The measurement of chemical shifts in the enzyme active site of tryptophan synthase provides a snapshot of protonation states critical for initiating catalysis in this PLP-dependent enzyme. The 15N chemical shift for the linking lysine ε-nitrogen reveals a protonated Schiff base internal aldimine state, while 13C, 15N, and 31P chemical shifts on PLP report that the phosphoryl group, phenolic oxygen, and pyridine ring nitrogen are deprotonated. These results are consistent both with the PSB hypothesis for PLP activation and the role of tryptophan synthase as a β elimination/replacement catalyst.

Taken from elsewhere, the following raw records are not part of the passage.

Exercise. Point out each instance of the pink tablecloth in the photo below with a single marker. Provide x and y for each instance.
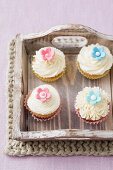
(25, 16)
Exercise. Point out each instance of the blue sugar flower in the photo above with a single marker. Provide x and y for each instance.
(98, 53)
(93, 97)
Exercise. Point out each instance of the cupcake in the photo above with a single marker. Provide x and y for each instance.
(48, 64)
(43, 102)
(92, 104)
(94, 61)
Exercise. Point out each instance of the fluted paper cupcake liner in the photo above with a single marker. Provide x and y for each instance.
(102, 119)
(40, 117)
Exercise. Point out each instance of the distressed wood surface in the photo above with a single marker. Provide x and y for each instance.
(66, 125)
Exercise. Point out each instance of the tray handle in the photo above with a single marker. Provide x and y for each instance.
(69, 41)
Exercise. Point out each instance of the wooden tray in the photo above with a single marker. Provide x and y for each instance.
(66, 125)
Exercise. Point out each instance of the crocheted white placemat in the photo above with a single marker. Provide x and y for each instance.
(47, 148)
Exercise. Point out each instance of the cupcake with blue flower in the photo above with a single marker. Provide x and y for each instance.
(92, 104)
(94, 61)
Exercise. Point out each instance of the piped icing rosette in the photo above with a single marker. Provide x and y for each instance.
(94, 60)
(43, 102)
(92, 104)
(49, 63)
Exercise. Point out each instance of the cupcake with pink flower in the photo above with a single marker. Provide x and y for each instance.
(92, 104)
(43, 102)
(48, 64)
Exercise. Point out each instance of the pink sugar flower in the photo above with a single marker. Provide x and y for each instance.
(47, 54)
(43, 94)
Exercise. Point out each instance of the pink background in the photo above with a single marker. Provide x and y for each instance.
(25, 16)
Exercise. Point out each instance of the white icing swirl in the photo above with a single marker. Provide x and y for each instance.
(51, 68)
(44, 108)
(91, 65)
(89, 111)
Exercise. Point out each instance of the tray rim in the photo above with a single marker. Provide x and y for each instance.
(72, 134)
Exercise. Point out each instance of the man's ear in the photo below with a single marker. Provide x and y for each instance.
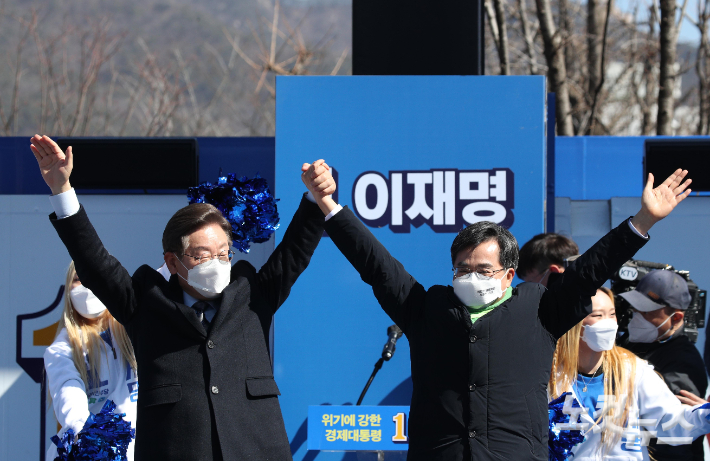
(555, 269)
(171, 262)
(508, 278)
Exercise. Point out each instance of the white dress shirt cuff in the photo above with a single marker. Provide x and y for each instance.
(334, 212)
(65, 204)
(636, 231)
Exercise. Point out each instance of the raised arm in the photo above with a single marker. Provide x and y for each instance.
(567, 301)
(291, 257)
(66, 387)
(97, 269)
(399, 294)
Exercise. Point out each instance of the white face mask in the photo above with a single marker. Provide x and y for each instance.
(643, 331)
(210, 278)
(85, 303)
(474, 289)
(601, 335)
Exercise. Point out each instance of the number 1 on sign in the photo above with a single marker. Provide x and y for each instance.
(400, 422)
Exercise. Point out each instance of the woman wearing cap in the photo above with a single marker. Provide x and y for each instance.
(90, 361)
(589, 365)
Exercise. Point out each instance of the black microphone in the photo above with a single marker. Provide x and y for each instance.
(393, 333)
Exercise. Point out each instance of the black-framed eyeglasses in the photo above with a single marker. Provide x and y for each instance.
(225, 256)
(461, 271)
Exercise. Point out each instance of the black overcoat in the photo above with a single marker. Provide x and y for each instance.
(201, 396)
(480, 390)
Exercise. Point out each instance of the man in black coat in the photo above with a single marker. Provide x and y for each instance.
(206, 391)
(481, 351)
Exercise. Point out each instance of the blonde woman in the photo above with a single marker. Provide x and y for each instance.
(616, 389)
(90, 361)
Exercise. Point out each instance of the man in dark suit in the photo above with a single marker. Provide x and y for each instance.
(481, 350)
(207, 390)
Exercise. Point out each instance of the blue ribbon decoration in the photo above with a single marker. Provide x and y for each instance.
(105, 436)
(560, 443)
(247, 204)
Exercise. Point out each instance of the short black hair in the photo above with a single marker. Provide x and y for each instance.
(482, 231)
(188, 220)
(545, 249)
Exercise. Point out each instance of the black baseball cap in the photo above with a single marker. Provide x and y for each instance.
(659, 288)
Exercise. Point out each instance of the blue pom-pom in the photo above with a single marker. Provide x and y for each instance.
(561, 442)
(704, 407)
(246, 203)
(105, 436)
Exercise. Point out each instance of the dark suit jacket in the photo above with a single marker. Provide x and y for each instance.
(202, 396)
(480, 389)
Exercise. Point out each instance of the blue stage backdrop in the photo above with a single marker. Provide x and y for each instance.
(417, 158)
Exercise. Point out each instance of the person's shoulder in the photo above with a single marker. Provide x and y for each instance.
(529, 290)
(60, 345)
(243, 268)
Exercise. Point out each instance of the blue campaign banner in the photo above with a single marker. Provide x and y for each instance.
(357, 428)
(417, 159)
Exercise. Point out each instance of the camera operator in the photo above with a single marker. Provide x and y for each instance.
(544, 255)
(656, 335)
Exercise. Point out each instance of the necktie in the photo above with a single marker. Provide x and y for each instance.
(200, 308)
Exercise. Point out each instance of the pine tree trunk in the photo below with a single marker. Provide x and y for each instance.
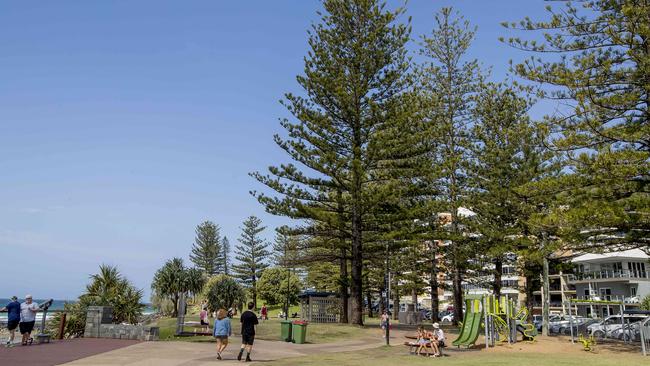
(343, 263)
(498, 274)
(396, 304)
(458, 295)
(356, 287)
(254, 290)
(545, 297)
(433, 283)
(175, 305)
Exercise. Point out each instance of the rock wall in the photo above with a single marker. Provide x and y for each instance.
(99, 325)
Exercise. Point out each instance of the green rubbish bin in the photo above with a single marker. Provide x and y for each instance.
(299, 330)
(285, 330)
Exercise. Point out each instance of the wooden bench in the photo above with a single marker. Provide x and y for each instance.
(413, 346)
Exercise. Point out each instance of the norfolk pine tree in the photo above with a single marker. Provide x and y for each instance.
(449, 83)
(252, 255)
(206, 249)
(597, 62)
(225, 255)
(347, 138)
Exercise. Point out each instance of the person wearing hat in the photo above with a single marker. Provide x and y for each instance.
(438, 339)
(13, 318)
(28, 311)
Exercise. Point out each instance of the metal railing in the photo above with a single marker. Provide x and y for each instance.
(606, 274)
(644, 329)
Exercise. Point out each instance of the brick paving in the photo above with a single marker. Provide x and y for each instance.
(58, 352)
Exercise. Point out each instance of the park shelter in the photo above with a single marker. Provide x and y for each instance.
(319, 307)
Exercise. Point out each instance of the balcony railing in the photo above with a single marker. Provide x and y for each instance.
(600, 275)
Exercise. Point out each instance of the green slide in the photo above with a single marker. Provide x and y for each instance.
(473, 332)
(468, 324)
(462, 330)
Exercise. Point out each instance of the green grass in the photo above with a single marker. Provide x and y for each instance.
(388, 356)
(270, 330)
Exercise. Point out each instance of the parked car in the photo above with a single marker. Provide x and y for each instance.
(629, 332)
(449, 318)
(611, 323)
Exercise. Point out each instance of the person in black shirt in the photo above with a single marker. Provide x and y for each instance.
(248, 323)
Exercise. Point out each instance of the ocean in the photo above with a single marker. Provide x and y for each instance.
(58, 305)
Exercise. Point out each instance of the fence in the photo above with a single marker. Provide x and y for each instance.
(645, 336)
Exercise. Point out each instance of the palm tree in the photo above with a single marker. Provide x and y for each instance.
(173, 279)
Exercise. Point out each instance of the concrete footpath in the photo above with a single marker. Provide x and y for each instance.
(191, 353)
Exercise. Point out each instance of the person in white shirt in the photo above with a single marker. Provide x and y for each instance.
(28, 311)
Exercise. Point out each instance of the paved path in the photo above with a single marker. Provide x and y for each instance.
(191, 354)
(58, 352)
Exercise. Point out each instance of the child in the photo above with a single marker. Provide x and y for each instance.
(422, 340)
(203, 315)
(222, 331)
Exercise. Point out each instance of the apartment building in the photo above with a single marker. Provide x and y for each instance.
(618, 276)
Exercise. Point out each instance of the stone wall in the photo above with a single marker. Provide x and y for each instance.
(99, 325)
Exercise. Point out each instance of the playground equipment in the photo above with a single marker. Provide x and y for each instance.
(471, 322)
(500, 318)
(503, 321)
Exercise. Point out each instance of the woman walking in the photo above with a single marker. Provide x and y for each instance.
(222, 330)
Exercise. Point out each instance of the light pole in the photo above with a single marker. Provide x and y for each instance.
(387, 296)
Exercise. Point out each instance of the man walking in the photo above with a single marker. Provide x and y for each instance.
(28, 311)
(13, 318)
(248, 323)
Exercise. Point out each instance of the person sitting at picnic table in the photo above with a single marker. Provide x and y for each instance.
(437, 339)
(422, 340)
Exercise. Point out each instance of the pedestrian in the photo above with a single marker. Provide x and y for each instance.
(264, 312)
(28, 311)
(384, 323)
(248, 322)
(13, 318)
(203, 316)
(222, 330)
(437, 339)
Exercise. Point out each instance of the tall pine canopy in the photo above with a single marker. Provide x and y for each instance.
(252, 255)
(206, 251)
(594, 57)
(350, 132)
(449, 82)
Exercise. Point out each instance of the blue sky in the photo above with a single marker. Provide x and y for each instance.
(124, 124)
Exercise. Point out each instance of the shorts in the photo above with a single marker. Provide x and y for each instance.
(12, 324)
(248, 339)
(26, 327)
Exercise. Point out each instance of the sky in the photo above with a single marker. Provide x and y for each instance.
(124, 124)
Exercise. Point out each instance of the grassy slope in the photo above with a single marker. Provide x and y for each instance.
(388, 356)
(270, 330)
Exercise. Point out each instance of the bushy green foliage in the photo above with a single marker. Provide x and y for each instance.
(107, 288)
(174, 278)
(274, 286)
(223, 292)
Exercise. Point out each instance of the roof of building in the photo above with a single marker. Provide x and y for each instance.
(635, 254)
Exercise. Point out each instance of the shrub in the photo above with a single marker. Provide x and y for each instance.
(223, 292)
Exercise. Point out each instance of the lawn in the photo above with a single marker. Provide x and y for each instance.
(270, 330)
(388, 356)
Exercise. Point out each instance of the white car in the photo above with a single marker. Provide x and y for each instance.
(610, 324)
(448, 318)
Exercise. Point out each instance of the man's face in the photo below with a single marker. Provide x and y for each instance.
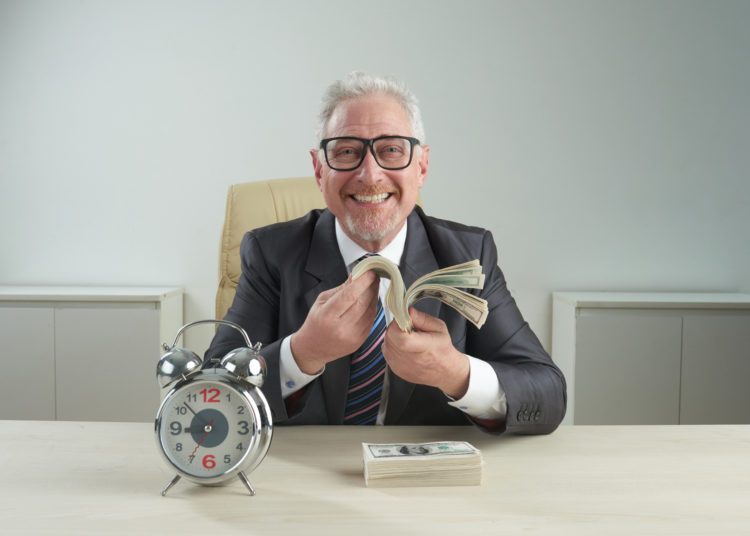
(370, 202)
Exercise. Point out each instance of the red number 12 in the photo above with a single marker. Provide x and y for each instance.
(213, 393)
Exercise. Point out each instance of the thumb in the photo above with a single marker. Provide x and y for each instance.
(424, 322)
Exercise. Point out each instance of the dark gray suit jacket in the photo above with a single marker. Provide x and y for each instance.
(286, 265)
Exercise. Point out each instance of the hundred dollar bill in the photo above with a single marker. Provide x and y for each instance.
(444, 284)
(442, 463)
(440, 448)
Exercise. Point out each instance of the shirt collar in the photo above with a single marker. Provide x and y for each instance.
(351, 252)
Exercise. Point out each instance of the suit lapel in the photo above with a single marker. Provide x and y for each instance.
(326, 267)
(417, 260)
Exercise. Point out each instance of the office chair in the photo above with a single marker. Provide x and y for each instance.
(255, 204)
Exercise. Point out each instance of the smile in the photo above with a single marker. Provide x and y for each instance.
(371, 198)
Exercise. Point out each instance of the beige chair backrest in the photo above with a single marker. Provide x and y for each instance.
(251, 205)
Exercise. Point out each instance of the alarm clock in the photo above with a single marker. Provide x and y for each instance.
(214, 424)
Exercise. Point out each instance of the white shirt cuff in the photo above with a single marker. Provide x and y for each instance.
(484, 399)
(292, 378)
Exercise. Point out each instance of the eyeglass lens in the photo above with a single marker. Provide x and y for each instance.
(348, 153)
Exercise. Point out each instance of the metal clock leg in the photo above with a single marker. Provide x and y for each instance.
(171, 483)
(245, 481)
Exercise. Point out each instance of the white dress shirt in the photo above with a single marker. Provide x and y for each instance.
(484, 399)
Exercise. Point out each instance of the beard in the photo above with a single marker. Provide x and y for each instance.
(372, 226)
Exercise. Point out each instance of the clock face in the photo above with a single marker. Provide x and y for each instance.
(208, 428)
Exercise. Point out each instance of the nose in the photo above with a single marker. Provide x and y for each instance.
(369, 170)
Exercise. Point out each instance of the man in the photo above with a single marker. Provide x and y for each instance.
(315, 323)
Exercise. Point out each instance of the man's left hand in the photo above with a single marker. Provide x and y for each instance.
(427, 355)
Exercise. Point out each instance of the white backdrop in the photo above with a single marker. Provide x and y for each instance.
(604, 143)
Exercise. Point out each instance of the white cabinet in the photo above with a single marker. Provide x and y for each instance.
(84, 353)
(653, 358)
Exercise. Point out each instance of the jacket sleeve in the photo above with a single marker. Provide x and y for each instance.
(534, 386)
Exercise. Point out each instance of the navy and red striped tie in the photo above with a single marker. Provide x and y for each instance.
(366, 375)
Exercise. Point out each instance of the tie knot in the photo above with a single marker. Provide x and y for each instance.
(366, 256)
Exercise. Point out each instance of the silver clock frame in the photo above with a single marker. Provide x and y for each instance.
(243, 380)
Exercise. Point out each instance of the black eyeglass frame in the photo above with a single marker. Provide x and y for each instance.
(369, 143)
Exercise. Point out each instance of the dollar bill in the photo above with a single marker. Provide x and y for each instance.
(441, 448)
(444, 284)
(442, 463)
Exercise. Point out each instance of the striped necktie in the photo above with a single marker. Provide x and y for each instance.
(366, 375)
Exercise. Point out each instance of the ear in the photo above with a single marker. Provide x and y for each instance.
(423, 163)
(317, 165)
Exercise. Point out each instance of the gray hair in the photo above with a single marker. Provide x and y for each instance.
(358, 84)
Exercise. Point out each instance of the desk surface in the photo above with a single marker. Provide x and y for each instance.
(106, 478)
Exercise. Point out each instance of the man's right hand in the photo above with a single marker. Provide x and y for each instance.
(337, 324)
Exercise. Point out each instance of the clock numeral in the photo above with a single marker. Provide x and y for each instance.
(211, 395)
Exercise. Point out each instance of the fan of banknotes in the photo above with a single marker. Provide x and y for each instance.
(446, 463)
(444, 284)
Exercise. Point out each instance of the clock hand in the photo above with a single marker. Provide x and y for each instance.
(189, 429)
(207, 429)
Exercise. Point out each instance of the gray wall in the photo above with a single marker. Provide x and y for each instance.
(605, 144)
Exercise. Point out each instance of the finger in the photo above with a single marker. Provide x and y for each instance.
(355, 297)
(424, 322)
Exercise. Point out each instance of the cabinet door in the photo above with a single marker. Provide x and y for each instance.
(106, 361)
(27, 381)
(716, 369)
(627, 367)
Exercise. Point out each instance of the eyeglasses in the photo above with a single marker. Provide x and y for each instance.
(346, 153)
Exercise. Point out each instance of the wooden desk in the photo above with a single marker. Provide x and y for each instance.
(106, 478)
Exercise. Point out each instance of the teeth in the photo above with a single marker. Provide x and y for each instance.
(371, 198)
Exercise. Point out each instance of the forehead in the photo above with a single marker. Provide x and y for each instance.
(368, 117)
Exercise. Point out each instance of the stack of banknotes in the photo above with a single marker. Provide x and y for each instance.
(444, 284)
(446, 463)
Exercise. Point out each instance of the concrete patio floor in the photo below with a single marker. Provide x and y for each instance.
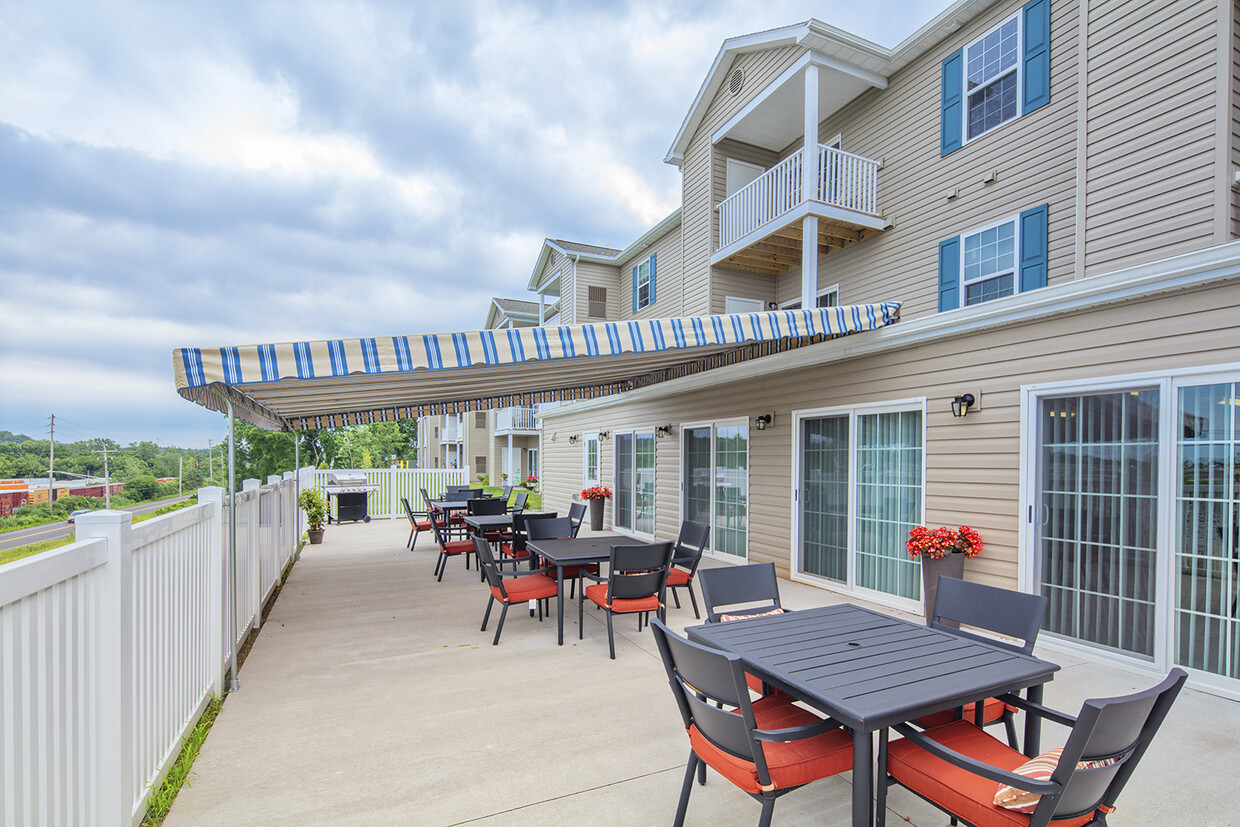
(372, 698)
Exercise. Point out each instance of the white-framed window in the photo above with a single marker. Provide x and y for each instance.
(992, 78)
(590, 459)
(861, 487)
(634, 485)
(714, 482)
(827, 298)
(644, 283)
(988, 262)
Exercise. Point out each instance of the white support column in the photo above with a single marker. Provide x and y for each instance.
(810, 191)
(114, 685)
(217, 600)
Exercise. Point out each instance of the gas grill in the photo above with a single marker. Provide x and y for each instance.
(351, 492)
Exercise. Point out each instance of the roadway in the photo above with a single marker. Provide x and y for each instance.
(58, 530)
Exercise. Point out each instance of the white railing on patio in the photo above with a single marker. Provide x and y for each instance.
(845, 180)
(516, 419)
(110, 647)
(393, 484)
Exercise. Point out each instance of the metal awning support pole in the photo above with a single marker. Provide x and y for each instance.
(233, 683)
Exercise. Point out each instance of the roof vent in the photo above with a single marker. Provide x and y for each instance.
(737, 82)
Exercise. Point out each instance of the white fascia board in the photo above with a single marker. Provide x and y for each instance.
(730, 48)
(1215, 264)
(649, 237)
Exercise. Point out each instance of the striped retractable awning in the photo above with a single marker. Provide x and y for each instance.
(299, 386)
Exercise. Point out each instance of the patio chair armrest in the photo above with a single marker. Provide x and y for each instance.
(797, 733)
(975, 766)
(1038, 709)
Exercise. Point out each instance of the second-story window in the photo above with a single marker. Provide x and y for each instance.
(1001, 76)
(644, 284)
(993, 262)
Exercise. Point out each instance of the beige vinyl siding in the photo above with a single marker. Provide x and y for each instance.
(1150, 106)
(668, 280)
(972, 465)
(599, 275)
(697, 179)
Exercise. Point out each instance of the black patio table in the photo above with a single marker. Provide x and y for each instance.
(577, 551)
(869, 671)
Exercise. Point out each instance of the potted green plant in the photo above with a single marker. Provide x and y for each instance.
(316, 513)
(943, 552)
(597, 495)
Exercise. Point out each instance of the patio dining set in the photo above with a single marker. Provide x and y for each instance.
(774, 699)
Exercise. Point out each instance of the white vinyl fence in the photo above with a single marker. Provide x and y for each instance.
(110, 647)
(393, 484)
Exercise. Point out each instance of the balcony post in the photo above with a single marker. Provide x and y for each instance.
(810, 191)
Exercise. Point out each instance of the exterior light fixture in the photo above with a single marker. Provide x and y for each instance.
(960, 404)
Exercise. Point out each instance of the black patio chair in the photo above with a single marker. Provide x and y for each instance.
(418, 522)
(686, 558)
(1013, 614)
(964, 771)
(768, 747)
(739, 587)
(577, 513)
(511, 587)
(636, 584)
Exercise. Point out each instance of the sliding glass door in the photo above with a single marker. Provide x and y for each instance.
(861, 491)
(716, 484)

Looking forward, advances in sample preparation, hardware design, and NMR technology [dynamic nuclear polarization (DNP)[45,46] in particular] promise to increase the sensitivity of NMR spectroscopy and allow the measurement of not only isotropic NMR interactions (e.g., chemical shifts) but also anisotropic interactions (e.g., dipolar and chemical shielding tensors) in functioning enzyme systems such as tryptophan synthase. Along with the current state of the art, these advances will effect an unprecedented, chemically detailed view of the acid–base chemistry that drives catalysis in PLP-dependent enzymes.